Since the prison was located right in Huntsville, he was able to walk the short distance to the city center in just a few minutes. Matt decided he was going to treat himself to an alcoholic beverage. He found what he assumed was a bar since it had neon signs in the windows advertising many kinds of beers. Above the door was the name, The Manhole.

He walked out of the hot, Texas, sun into the cool, stank, darkness of the tavern. He waited a minute for his eyes to adjust to the gloom and then ambled up to the bar and took a seat on a stool.

The bartender asked, "what'll it be, handsome?" Pretty friendly place, Matt thought.

"I don't know. What do you recommend?" he answered, smiling.

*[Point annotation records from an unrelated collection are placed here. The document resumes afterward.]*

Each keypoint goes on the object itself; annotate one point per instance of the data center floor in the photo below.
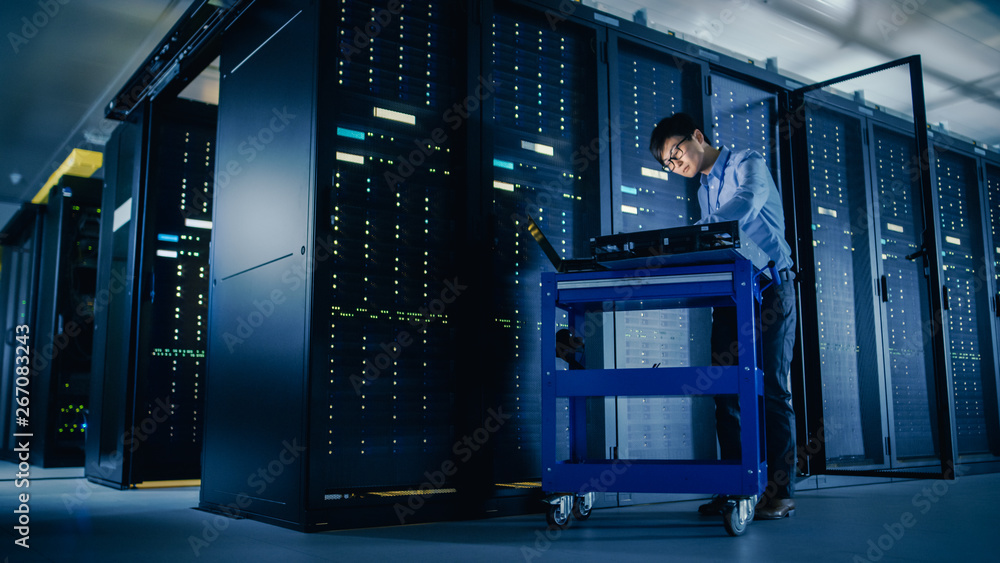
(74, 520)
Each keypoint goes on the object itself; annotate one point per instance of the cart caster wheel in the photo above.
(557, 518)
(582, 507)
(737, 515)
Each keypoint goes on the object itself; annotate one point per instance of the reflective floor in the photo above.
(933, 521)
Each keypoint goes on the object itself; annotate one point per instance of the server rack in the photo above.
(869, 212)
(150, 312)
(960, 173)
(649, 83)
(63, 335)
(337, 246)
(22, 242)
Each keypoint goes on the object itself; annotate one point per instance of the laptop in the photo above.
(560, 264)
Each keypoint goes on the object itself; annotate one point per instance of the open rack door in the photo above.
(874, 306)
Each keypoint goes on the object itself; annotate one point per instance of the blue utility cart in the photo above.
(657, 284)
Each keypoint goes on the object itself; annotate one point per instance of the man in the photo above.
(737, 186)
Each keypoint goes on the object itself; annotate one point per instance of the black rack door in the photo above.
(872, 306)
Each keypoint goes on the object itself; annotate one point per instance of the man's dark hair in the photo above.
(677, 125)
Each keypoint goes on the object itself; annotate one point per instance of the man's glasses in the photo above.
(675, 156)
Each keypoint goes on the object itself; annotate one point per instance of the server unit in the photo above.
(333, 358)
(150, 311)
(648, 84)
(544, 147)
(962, 178)
(63, 333)
(21, 238)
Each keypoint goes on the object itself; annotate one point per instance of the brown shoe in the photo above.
(777, 509)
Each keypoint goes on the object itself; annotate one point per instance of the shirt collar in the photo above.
(718, 168)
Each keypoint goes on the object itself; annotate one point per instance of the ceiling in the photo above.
(59, 70)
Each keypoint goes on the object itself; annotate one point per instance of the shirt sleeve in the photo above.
(753, 183)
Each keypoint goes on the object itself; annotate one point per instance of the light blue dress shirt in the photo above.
(739, 188)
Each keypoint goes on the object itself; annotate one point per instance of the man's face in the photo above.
(683, 155)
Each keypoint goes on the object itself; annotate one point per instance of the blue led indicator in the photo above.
(351, 133)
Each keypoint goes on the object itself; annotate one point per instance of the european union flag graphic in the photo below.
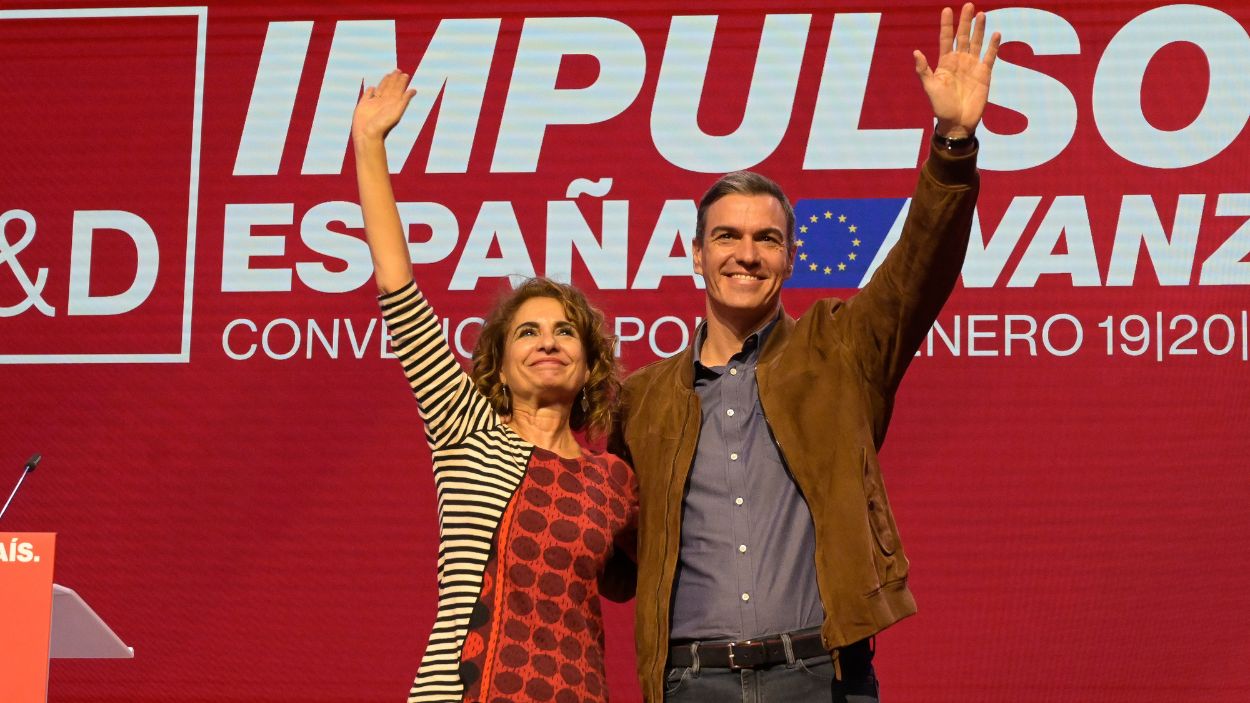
(839, 239)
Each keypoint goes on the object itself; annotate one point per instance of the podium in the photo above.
(43, 619)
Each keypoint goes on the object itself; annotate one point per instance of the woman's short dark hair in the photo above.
(600, 352)
(744, 183)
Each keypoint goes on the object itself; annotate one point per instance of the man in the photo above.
(768, 554)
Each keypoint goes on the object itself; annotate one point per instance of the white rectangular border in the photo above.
(201, 14)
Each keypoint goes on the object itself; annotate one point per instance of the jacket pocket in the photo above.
(878, 508)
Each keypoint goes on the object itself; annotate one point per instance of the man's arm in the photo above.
(894, 312)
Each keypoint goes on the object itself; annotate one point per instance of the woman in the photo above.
(526, 515)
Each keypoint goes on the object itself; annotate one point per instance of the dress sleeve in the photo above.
(446, 399)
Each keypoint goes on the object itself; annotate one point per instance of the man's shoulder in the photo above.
(658, 370)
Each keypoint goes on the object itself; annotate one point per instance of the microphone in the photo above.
(30, 465)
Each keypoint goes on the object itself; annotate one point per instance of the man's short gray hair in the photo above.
(744, 183)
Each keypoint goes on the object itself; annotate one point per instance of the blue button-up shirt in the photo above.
(746, 566)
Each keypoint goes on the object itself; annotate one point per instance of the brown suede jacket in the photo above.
(826, 387)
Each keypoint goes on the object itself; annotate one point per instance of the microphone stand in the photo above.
(30, 465)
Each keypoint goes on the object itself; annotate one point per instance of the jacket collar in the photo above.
(774, 343)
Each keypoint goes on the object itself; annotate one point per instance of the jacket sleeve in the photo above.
(445, 395)
(889, 318)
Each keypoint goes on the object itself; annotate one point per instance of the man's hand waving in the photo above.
(959, 86)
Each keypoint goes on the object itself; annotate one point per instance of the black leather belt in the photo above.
(755, 653)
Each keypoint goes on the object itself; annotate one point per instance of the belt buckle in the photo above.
(733, 662)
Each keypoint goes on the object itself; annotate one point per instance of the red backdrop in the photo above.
(238, 475)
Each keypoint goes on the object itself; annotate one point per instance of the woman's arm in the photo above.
(380, 109)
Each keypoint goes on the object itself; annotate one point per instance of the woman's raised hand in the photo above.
(381, 106)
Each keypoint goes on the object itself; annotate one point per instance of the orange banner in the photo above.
(26, 613)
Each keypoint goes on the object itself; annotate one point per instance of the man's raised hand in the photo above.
(959, 86)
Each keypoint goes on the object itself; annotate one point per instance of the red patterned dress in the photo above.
(523, 538)
(536, 633)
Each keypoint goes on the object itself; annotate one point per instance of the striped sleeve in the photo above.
(450, 405)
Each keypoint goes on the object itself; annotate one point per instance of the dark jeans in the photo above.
(800, 681)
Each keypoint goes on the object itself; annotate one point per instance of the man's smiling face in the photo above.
(744, 257)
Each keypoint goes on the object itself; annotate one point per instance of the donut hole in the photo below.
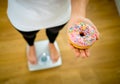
(82, 34)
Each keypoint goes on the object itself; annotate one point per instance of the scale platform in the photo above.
(43, 56)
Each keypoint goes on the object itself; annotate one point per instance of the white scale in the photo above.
(43, 56)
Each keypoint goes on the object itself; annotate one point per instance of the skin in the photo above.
(78, 13)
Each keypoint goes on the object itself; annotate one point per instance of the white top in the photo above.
(30, 15)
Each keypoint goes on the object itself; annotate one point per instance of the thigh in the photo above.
(28, 33)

"You look like an appletini kind of guy."

"OK, I'll try one."

"Make that two" a voice two stools over said as he slithered onto the stool next to Matt.

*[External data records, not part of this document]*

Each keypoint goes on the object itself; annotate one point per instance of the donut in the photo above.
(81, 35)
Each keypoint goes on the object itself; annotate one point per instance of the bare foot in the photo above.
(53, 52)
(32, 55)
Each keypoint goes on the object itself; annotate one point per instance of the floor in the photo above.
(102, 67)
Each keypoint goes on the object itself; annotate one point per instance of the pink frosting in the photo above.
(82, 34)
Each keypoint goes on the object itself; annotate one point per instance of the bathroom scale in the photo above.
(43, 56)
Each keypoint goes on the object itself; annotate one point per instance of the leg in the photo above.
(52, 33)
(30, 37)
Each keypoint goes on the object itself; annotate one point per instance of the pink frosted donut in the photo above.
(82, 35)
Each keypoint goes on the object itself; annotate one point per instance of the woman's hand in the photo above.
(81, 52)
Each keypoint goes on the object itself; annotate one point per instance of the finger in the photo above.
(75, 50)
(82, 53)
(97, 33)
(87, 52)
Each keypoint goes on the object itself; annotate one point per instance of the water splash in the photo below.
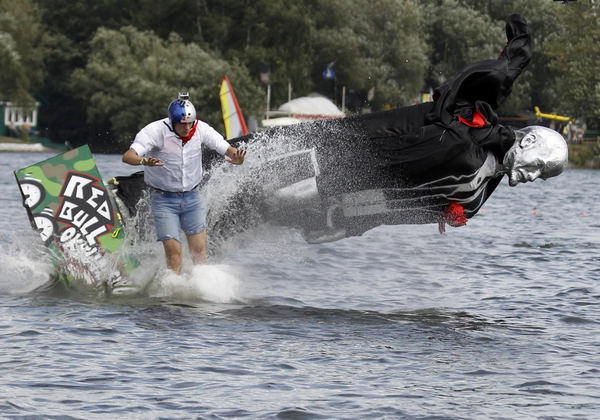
(23, 268)
(214, 283)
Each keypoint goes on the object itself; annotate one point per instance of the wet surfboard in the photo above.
(69, 205)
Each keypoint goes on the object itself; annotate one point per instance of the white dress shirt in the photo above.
(182, 169)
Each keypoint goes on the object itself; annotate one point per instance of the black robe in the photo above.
(393, 167)
(407, 165)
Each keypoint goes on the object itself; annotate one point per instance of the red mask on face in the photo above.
(190, 134)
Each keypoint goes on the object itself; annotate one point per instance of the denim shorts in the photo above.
(174, 211)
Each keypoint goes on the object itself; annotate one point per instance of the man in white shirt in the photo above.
(171, 149)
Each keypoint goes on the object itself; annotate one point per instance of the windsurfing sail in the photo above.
(235, 126)
(539, 115)
(68, 204)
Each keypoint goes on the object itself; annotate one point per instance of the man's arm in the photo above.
(235, 156)
(131, 157)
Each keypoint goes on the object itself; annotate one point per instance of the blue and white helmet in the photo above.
(182, 110)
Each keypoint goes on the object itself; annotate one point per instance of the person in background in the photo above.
(171, 150)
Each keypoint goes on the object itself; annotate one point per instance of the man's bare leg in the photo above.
(197, 244)
(173, 254)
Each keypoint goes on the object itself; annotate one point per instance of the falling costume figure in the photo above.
(430, 162)
(436, 162)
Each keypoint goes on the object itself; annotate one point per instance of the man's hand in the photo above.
(235, 156)
(153, 162)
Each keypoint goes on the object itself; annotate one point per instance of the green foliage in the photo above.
(132, 76)
(575, 53)
(460, 35)
(22, 48)
(104, 68)
(377, 46)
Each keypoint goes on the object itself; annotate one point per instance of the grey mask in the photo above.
(538, 152)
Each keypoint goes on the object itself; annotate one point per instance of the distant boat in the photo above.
(312, 107)
(235, 126)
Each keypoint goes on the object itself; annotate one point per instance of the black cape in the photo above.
(394, 167)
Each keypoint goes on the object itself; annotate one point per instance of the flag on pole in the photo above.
(329, 73)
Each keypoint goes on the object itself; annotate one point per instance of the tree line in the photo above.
(102, 69)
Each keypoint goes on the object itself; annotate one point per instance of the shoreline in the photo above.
(26, 147)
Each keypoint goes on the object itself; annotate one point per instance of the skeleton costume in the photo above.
(435, 162)
(408, 165)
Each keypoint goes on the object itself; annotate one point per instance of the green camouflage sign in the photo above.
(69, 205)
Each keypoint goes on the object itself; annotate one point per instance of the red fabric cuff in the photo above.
(454, 215)
(477, 121)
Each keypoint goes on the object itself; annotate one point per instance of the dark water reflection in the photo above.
(495, 320)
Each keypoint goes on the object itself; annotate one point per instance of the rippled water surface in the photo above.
(498, 319)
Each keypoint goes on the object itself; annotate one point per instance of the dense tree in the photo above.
(399, 47)
(23, 45)
(380, 46)
(131, 76)
(575, 53)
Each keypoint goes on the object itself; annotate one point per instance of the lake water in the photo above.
(498, 319)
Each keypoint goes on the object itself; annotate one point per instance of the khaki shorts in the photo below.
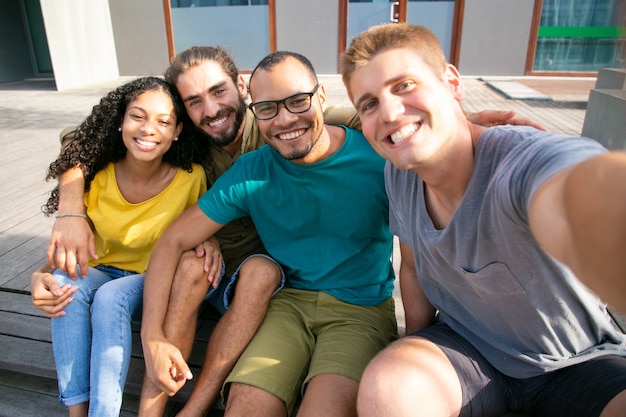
(308, 333)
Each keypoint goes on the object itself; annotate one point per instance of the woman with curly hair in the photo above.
(140, 176)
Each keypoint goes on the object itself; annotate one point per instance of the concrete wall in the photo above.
(140, 36)
(604, 118)
(15, 61)
(495, 37)
(310, 28)
(80, 39)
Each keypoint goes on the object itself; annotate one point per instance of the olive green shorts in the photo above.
(308, 333)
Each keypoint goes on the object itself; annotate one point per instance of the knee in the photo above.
(190, 274)
(258, 278)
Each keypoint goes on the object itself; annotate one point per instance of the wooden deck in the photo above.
(32, 114)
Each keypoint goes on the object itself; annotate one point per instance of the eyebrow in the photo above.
(171, 114)
(210, 90)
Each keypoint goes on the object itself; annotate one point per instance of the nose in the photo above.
(391, 107)
(284, 116)
(211, 108)
(148, 126)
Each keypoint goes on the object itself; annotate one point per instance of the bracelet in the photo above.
(58, 216)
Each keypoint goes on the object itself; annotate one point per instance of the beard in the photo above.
(295, 153)
(227, 137)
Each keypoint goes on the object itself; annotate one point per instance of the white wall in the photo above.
(310, 28)
(140, 36)
(495, 37)
(80, 39)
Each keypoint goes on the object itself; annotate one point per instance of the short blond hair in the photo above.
(382, 38)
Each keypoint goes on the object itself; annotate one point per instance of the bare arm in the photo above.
(165, 365)
(71, 240)
(501, 117)
(418, 311)
(579, 217)
(337, 115)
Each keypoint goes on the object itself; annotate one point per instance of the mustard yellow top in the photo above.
(125, 233)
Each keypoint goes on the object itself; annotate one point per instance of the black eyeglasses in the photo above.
(298, 103)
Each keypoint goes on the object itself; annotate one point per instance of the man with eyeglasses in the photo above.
(316, 195)
(213, 91)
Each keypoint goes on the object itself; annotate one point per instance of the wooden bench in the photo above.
(26, 343)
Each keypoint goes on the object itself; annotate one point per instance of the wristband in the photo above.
(58, 216)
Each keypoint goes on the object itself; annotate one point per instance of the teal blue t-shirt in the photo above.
(326, 223)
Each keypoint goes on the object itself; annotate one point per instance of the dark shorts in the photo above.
(581, 390)
(221, 296)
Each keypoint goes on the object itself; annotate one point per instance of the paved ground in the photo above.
(32, 113)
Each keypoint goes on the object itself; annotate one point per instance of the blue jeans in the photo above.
(92, 341)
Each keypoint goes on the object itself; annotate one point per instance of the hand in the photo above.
(212, 253)
(71, 243)
(165, 366)
(501, 117)
(47, 295)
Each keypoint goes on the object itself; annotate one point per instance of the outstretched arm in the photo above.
(418, 311)
(165, 365)
(46, 293)
(71, 240)
(579, 217)
(501, 117)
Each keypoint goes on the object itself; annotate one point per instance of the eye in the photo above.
(405, 86)
(368, 106)
(263, 109)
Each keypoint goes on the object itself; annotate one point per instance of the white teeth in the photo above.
(146, 143)
(404, 133)
(291, 135)
(218, 122)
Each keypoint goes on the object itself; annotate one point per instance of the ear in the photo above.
(453, 78)
(321, 92)
(241, 86)
(179, 128)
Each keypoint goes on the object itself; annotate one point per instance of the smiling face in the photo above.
(213, 102)
(149, 126)
(295, 137)
(409, 114)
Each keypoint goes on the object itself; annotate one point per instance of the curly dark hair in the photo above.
(97, 141)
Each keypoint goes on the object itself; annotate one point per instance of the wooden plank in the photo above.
(26, 396)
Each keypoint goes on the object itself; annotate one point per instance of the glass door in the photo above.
(365, 13)
(437, 15)
(241, 26)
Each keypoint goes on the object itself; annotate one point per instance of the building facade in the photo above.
(82, 42)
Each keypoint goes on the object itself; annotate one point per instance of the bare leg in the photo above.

As the drinks were delivered, the intoxicated man introduced himself, "I am Adam." He rubbed Matt's thigh as he spoke.

Adam leaned over and whispered something into Matt's ear as his hand moved up to his crotch. Matt experienced a Deja Vu from ten years ago. The same words, fetid breath, and wiener-touching.

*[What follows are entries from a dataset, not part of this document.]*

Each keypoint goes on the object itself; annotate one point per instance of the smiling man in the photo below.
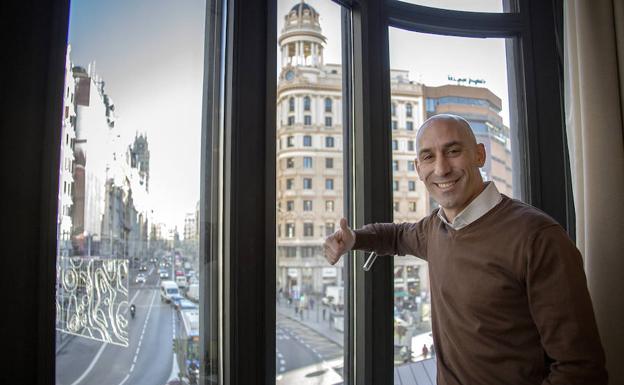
(510, 303)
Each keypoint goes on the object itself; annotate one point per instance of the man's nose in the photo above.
(442, 166)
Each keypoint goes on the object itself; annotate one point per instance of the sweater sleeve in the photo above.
(562, 310)
(393, 238)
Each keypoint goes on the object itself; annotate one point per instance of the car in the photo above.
(140, 278)
(185, 304)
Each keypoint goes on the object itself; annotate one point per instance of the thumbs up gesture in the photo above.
(339, 242)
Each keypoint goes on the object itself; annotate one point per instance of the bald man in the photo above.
(510, 303)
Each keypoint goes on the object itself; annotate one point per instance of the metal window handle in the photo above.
(369, 262)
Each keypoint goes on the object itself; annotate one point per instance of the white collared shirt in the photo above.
(484, 202)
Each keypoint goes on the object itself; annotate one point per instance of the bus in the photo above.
(187, 344)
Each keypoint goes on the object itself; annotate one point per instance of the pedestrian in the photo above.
(505, 278)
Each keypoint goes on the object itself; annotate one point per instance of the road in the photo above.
(146, 361)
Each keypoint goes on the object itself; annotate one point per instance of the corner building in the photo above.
(310, 156)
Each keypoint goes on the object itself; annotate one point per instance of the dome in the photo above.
(299, 8)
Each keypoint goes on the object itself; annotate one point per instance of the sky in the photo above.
(150, 54)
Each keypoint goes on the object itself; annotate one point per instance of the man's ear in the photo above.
(480, 154)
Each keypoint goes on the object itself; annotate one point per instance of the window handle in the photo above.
(369, 262)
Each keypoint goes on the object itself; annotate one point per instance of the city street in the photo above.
(147, 360)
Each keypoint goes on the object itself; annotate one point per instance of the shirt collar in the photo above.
(484, 202)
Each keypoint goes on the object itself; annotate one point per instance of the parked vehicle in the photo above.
(167, 290)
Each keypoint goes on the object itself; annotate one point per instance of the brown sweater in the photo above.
(509, 297)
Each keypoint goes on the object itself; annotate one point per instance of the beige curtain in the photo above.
(594, 98)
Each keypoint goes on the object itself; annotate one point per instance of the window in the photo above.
(308, 229)
(290, 230)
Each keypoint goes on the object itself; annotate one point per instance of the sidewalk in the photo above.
(310, 320)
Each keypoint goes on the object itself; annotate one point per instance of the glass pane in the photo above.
(490, 6)
(310, 292)
(128, 261)
(467, 78)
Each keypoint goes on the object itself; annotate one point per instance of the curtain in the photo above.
(594, 104)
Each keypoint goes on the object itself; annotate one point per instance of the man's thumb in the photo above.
(343, 225)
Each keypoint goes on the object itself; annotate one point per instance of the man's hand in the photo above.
(339, 242)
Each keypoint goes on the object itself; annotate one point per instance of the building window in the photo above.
(308, 229)
(329, 228)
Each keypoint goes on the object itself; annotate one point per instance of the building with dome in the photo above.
(309, 147)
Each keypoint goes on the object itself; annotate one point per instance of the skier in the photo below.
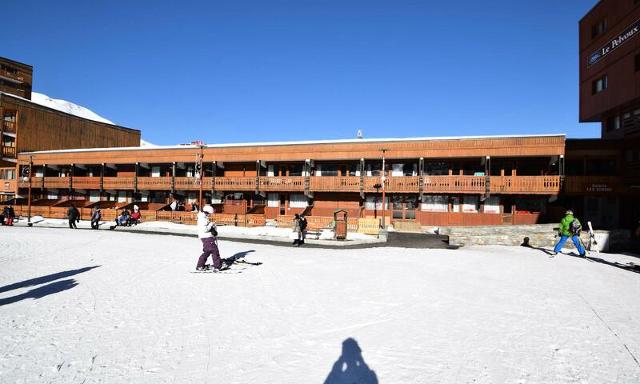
(95, 218)
(9, 215)
(74, 216)
(207, 233)
(299, 225)
(570, 227)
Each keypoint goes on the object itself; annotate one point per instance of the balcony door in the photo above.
(404, 207)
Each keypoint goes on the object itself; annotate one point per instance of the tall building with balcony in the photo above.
(425, 181)
(28, 126)
(610, 67)
(15, 78)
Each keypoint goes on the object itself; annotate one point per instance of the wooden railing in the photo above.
(8, 152)
(398, 184)
(591, 184)
(525, 184)
(154, 183)
(84, 182)
(53, 182)
(335, 183)
(116, 182)
(9, 126)
(284, 183)
(7, 185)
(462, 184)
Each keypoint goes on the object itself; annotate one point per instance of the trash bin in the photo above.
(340, 218)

Matt put his hands over Adam's ears and with minimum effort, snapped his neck. The man slumped and quietly slid off the stool to the floor. Matt drank down his appletini, savoring the tart flavor as it burnt a trail down his throat. He had no idea how much the drink cost, so he just laid all his money on the bar, told the bartender thanks, picked up his duffel bag, and walked back home. The bitter taste of his hour of freedom still on his lips.


orionsbow said...

Rick, very dark. I don't know whether I like dark from you. But that's the whole point right? It's exploration. I guess I could draw some conclusions from your choice of terms and almost flippant treatment of a very macabre situation but I'd be wrong right? Are you drawing inspiration from recent events? I suppose, but the angle is...unexpected if anything. I'll have to mull this a bit. As always, entertaining ...but disturbing.

PRW said...

I liked it very much. You can write all kinds of ways and I think you are fantastic.

Anonymous said...

Stop terminating your characters ability to move on to a new set of circumstances. The story can continue if the main character is still free to create. This was good and very believable. I can imagine if he was still out there tormenting the police force.

#1 Fan said...

Excellent job , as usual...somewhat different but very well written and thought provoking...keep em coming I enjoy all you write...

Nadja said...

Sad story, of course it kept me interested until the end, as usual. It would have been nice as Anonymous stated, to keep the story open. I would very much have enjoyed reading more...

Anonymous said...

This is awesome and just reiterates that you should right a book. Though I respect the opinions of others, I'm not sure why it is said to leave the story open. The main character did not die. It isn't a definitive ending. Really great read! Shawshank Redemption/Sleepers which are two fantastic movies.

Anonymous said...

Woops. That last anonymous was me.
Love you Carly

Go Figure said...

MBW: Your prescription is in the mail and legal representation is now open to you! I hope you have a wonderful Christmas! Best regards.